Abdominal discomfort, salivation, flushing of the skin (hot feeling), sweating. Large doses more commonly result in effects of parasympathetic stimulation, such as malaise, headache, sensation of heat about the face, flushing, colicky pain, diarrhea, nausea and belching, abdominal cramps, borborygmi, asthmatic attacks and fall in blood pressure.

Pregnancy: Animal reproduction studies have not been conducted with bethanechol chloride. It is
also not known whether bethanechol chloride can cause fetal harm when administered to a pregnant woman or can affect reproduction capacity. Bethanechol chloride should be given to a pregnant woman only if clearly needed.

Nursing Mothers: It is not known whether this drug is secreted in human milk. Because many drugs are secreted in human milk and because of the potential for serious adverse reactions from bethanechol chloride in nursing infants, a decision should be made whether to discontinue nursing or to discontinue the drug, taking into account the importance of the drug to the mother.

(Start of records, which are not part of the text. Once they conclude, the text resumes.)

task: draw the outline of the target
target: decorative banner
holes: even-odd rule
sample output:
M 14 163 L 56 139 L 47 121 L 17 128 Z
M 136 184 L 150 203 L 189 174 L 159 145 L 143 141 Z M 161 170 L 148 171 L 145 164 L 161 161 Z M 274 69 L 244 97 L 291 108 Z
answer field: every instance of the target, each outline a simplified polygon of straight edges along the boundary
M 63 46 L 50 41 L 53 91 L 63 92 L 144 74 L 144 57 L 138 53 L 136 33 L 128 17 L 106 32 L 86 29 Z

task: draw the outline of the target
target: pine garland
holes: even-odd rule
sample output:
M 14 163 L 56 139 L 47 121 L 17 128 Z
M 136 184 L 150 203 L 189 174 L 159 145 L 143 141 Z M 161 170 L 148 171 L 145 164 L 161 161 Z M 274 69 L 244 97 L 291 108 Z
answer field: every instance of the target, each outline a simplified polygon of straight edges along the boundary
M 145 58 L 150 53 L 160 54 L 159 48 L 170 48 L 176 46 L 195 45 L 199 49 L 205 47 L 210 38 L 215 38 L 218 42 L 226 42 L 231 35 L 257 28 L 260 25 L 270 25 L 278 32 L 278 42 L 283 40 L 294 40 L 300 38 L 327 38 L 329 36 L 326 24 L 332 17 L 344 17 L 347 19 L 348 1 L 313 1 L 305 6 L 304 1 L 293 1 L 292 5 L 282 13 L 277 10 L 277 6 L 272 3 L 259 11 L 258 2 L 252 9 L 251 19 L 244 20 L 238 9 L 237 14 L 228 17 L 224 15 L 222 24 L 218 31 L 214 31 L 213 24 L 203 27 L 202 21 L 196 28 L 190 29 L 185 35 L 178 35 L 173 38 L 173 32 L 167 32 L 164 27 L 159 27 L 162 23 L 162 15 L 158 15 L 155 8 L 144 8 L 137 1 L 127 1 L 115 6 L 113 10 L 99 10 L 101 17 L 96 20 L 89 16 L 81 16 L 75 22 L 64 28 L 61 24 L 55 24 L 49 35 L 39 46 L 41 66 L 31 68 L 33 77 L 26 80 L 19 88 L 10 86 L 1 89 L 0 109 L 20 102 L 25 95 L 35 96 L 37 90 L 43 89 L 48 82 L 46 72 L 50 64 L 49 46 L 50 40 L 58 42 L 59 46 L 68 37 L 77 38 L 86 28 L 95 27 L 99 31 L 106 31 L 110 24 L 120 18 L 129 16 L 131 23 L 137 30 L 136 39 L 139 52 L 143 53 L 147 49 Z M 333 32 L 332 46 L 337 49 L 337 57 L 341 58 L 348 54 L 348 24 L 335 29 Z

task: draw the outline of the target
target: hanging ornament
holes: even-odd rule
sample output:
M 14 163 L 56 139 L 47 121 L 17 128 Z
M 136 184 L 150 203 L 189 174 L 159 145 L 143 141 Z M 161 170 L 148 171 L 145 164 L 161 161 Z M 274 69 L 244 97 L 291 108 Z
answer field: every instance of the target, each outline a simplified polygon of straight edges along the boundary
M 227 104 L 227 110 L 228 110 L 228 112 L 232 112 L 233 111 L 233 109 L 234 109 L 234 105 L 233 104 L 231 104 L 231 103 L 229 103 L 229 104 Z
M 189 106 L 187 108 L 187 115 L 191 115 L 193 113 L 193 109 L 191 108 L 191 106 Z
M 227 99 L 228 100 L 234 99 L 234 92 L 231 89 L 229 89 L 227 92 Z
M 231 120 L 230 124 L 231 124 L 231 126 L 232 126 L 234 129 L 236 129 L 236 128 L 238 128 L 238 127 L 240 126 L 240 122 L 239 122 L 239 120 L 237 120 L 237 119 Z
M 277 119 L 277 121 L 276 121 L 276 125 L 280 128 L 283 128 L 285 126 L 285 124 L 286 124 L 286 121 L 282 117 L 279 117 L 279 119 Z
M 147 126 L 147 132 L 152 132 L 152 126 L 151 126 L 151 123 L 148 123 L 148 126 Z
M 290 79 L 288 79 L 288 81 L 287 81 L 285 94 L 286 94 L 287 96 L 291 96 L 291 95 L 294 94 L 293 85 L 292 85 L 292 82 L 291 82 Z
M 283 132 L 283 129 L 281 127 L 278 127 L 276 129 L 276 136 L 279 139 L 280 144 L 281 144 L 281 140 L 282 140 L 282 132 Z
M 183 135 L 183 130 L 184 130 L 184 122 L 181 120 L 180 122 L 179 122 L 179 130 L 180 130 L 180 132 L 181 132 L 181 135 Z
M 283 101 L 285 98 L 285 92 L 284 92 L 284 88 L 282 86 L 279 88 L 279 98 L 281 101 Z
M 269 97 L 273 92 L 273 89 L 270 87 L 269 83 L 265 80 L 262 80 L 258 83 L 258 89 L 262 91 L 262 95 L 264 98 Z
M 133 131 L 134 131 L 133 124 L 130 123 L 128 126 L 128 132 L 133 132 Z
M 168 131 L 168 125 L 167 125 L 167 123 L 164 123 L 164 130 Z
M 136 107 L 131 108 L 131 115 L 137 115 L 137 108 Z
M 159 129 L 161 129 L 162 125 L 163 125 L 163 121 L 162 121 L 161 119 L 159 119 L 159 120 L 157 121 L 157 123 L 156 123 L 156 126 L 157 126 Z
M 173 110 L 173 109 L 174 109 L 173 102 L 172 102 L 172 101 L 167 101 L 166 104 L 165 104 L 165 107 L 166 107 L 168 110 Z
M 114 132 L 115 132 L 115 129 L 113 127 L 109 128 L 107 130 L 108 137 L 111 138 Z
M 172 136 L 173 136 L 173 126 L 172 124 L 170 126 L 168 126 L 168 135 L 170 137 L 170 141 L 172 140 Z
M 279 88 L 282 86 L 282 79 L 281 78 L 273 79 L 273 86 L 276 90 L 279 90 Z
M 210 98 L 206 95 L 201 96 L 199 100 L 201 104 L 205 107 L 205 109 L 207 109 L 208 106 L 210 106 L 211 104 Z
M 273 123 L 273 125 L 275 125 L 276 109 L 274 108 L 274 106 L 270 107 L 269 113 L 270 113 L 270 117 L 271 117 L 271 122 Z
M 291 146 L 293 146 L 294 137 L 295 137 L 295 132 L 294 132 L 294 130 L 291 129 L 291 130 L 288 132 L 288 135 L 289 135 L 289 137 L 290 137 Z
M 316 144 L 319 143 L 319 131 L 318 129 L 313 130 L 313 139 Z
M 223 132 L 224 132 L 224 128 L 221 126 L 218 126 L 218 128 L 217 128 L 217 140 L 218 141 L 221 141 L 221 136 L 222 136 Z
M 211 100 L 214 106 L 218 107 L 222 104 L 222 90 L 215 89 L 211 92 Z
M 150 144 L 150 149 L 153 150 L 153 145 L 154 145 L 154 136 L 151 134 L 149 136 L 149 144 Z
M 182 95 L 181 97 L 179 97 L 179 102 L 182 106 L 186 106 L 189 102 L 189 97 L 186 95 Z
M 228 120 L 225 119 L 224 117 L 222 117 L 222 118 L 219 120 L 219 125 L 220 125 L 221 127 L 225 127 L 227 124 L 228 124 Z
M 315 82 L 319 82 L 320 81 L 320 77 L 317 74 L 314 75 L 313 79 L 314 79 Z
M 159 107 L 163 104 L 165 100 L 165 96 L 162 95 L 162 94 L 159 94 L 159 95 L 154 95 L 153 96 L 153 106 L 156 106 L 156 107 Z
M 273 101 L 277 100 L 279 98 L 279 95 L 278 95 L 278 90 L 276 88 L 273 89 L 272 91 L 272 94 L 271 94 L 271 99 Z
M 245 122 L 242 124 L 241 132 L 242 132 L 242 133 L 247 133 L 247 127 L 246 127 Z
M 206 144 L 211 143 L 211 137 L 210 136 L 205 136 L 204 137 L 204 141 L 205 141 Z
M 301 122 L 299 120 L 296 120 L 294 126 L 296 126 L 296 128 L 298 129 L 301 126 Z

Special care and consideration are required when bethanechol is administered to patients being treated concomitantly with other drugs with which pharmacologic interactions may occur. Examples of drugs with potentials for such interactions are: quinidine and procainamide, which may antagonize cholinergic effects; cholinergic drugs, particularly cholinesterase inhibitors, where additive effects may occur. When administered to patients receiving ganglionic blocking compounds a critical fall in blood pressure may occur which usually is preceded by severe abdominal symptoms. In urinary retention, if the sphincter fails to relax as bethanechol contracts the bladder, urine may be forced up the ureter into the kidney pelvis. If there is bacteriuria, this may cause reflux infection.

Keep below 30°C temperature, away from light & moisture. Keep out of the reach of children.